The total number of soldiers killed on all sides was 10 million; add civilians, and the death toll rises to 17 million. That’s a genocide, a holocaust. Imagine how many artists and inventors and entrepreneurs and leaders and thinkers and statesmen and writers the world was robbed of; how many minds, how many individual worlds, we lost to that pointless, useless, meaningless war.
For some time now – or perhaps since the war itself, judging from Graves’ account – we have sanctified the “fallen” soldiers of WWI. (I hate the euphemism “fallen.” They were gassed, shot, bayoneted in the stomach, buried alive in mud from collapsing trenches, had their throats cut by German patrols after being wounded in no man’s land, died of septicaemia, burned alive in airplane crashes, committed trauma-induced suicide, and on and on and on.) The war itself has become aestheticised – the poppy, in particular, is a pretty flower that has come to muffle grisly realities. The problem begins when we (the civilians) demand to consider Our Lads as heroes rather than victims.
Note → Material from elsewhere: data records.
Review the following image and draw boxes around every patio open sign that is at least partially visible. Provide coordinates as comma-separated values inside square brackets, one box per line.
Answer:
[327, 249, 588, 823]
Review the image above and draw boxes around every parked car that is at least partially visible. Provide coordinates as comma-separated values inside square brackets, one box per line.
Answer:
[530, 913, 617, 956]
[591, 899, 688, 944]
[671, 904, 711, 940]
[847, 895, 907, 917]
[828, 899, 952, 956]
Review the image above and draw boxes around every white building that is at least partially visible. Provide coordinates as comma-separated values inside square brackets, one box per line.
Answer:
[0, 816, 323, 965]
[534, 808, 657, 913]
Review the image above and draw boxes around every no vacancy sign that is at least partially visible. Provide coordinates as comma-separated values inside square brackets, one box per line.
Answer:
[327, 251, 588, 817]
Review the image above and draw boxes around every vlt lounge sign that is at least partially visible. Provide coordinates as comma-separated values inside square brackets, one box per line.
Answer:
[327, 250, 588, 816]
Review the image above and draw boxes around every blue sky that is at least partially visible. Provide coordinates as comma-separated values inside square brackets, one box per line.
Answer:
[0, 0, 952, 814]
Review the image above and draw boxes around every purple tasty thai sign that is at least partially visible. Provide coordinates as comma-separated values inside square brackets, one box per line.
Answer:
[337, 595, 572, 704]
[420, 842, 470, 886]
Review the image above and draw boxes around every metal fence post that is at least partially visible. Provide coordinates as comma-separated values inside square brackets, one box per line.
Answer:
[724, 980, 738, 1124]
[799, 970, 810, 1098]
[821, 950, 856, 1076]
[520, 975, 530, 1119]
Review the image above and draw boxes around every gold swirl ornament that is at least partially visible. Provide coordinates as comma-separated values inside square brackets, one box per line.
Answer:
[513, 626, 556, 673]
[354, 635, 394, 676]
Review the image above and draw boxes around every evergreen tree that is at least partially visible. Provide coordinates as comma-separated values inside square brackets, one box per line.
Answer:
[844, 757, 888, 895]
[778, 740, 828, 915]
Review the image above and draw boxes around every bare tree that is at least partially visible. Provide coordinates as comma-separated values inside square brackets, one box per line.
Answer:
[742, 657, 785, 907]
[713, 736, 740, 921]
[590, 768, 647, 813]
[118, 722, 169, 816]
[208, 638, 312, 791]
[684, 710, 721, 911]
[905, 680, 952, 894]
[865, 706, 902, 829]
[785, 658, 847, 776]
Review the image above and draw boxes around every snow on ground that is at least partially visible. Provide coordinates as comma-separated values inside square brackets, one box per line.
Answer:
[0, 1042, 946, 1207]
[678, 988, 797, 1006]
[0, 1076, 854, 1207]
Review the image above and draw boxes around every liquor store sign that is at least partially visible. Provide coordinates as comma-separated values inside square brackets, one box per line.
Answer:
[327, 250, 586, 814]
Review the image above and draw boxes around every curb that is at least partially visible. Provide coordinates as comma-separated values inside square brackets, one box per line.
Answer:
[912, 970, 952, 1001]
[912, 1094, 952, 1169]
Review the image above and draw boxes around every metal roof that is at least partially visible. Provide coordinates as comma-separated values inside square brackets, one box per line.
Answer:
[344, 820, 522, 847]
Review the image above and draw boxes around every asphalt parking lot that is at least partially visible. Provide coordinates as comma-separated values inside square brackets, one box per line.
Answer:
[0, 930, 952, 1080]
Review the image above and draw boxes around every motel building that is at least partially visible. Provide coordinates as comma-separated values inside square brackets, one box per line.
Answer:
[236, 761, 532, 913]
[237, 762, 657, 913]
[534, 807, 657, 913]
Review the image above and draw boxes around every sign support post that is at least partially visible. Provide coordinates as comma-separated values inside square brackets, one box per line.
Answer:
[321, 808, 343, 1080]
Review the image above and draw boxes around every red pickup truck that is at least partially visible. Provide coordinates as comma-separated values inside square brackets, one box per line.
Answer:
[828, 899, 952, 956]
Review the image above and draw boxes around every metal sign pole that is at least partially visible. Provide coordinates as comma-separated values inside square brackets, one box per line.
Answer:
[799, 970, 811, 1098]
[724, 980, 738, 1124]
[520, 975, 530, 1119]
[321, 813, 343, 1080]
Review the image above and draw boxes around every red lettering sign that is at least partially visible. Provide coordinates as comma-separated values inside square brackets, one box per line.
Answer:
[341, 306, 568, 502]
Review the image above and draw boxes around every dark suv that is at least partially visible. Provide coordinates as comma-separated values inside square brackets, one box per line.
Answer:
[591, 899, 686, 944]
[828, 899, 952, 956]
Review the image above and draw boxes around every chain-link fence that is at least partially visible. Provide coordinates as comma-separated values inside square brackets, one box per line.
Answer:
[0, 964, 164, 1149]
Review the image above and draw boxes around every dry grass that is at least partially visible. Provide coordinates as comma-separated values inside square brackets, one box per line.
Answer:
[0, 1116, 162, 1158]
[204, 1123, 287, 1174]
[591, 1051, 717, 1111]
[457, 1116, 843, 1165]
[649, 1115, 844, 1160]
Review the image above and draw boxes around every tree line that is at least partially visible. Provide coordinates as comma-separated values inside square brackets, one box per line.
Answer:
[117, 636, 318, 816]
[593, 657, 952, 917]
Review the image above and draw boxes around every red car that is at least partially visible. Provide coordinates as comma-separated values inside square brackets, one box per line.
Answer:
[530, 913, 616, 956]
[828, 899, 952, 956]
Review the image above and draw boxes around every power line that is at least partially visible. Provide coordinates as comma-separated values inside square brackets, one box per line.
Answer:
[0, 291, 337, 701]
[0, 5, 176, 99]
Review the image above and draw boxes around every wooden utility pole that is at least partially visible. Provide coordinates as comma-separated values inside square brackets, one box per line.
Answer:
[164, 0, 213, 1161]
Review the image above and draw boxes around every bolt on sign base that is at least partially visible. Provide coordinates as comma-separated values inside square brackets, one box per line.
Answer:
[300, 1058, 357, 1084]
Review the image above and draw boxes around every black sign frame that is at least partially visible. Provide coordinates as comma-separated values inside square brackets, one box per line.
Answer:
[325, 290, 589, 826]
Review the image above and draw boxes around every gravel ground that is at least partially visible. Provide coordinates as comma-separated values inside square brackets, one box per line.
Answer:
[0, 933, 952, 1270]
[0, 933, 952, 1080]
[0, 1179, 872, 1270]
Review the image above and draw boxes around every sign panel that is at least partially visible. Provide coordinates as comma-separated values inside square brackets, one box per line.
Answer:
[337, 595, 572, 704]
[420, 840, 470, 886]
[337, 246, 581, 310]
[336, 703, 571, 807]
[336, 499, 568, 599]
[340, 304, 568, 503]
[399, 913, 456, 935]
This feeds into the same glorification of violence and combat that led in the first place to the mass enlistment of young men who had no idea what they were getting themselves in for. It still leads to kids enlisting for our endless string of wars in the Middle East today. It’s the same base notion that leads to young, Western Muslim men absconding to join Islamic State.
After the war Graves is asked to speak at a commemoration ceremony, and this is one of those few passages in which we glimpse his inner anger:
[The rector] suggested that I should read war-poems. But instead of Rupert Brooke on the glorious dead, I read some of the more painful poems by Sassoon and Wilfred Owen about men dying from gas-poisoning, and about buttocks of corpses bulging from the mud. I also suggested that the men who died, destroyed as it were by the fall of the Tower of Siloam, were not particularly virtuous or particularly wicked, but just average soldiers, and that the survivors should thank God they were alive, and do their best to avoid wars in the future. Though the Church party, apart from the liberal-minded rector, professed to be scandalised, the ex-servicemen had not been too well-treated on their return, and liked to be told they stood on equal terms with the glorious dead.
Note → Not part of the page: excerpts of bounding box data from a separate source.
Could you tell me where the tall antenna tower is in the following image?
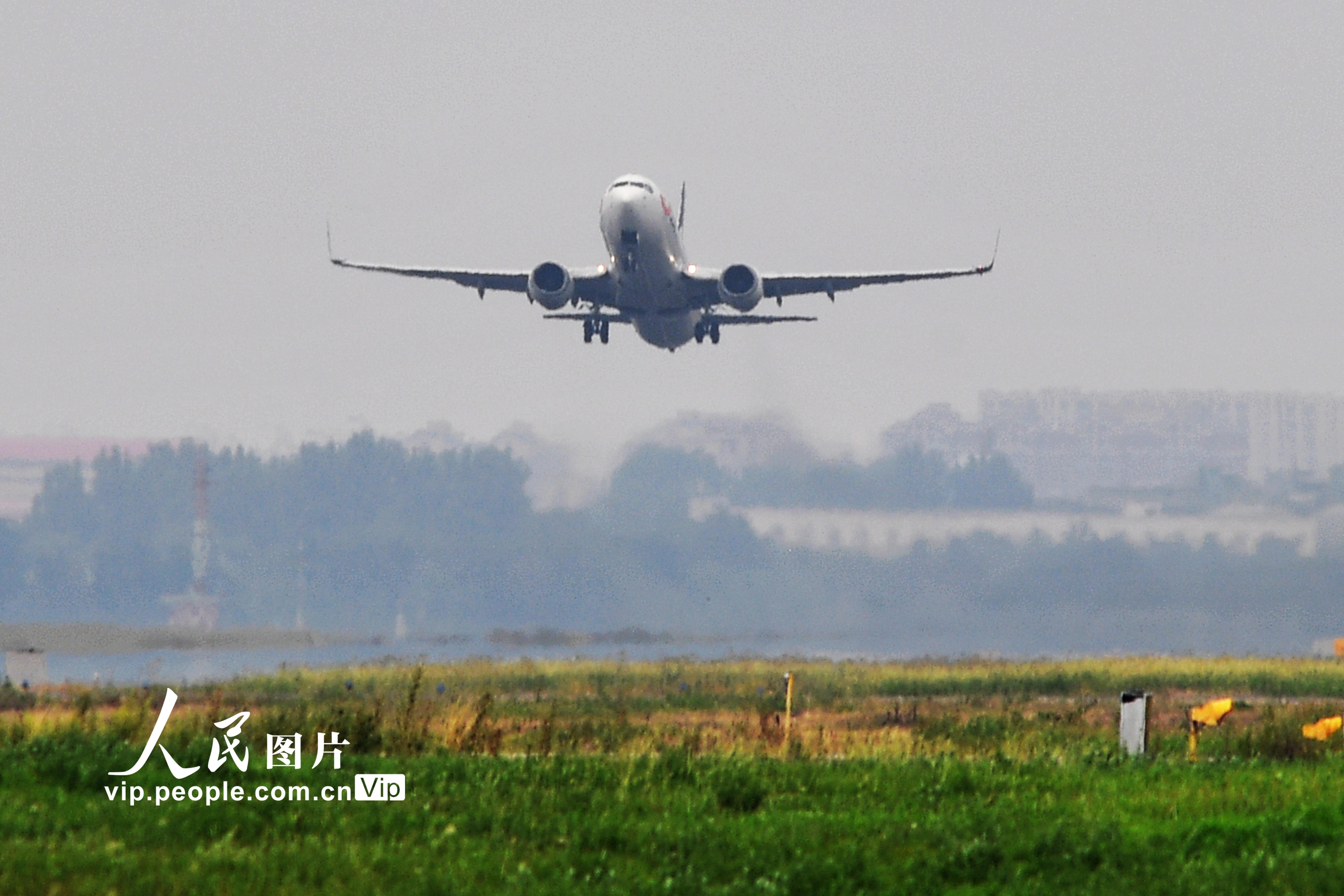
[163,446,219,631]
[191,449,210,599]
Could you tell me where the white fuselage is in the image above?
[599,175,703,348]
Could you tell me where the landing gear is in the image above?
[583,317,611,345]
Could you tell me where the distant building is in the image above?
[884,390,1344,500]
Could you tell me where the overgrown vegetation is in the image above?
[8,660,1344,893]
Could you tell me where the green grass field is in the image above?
[8,660,1344,893]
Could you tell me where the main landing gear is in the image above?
[583,320,611,345]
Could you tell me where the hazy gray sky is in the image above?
[0,1,1344,457]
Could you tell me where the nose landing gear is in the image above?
[583,318,611,345]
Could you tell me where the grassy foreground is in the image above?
[8,660,1344,893]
In the 21st century, far more US soldiers commit suicide than die in combat, and very few Americans know that. It’s easier and neater and more reassuring for us to venerate the dead rather than to grapple with (and pay for) the mental health issues of the living – let alone question why we did this to them at all. In the centenary of World War I, Goodbye To All That remains an important and valuable book.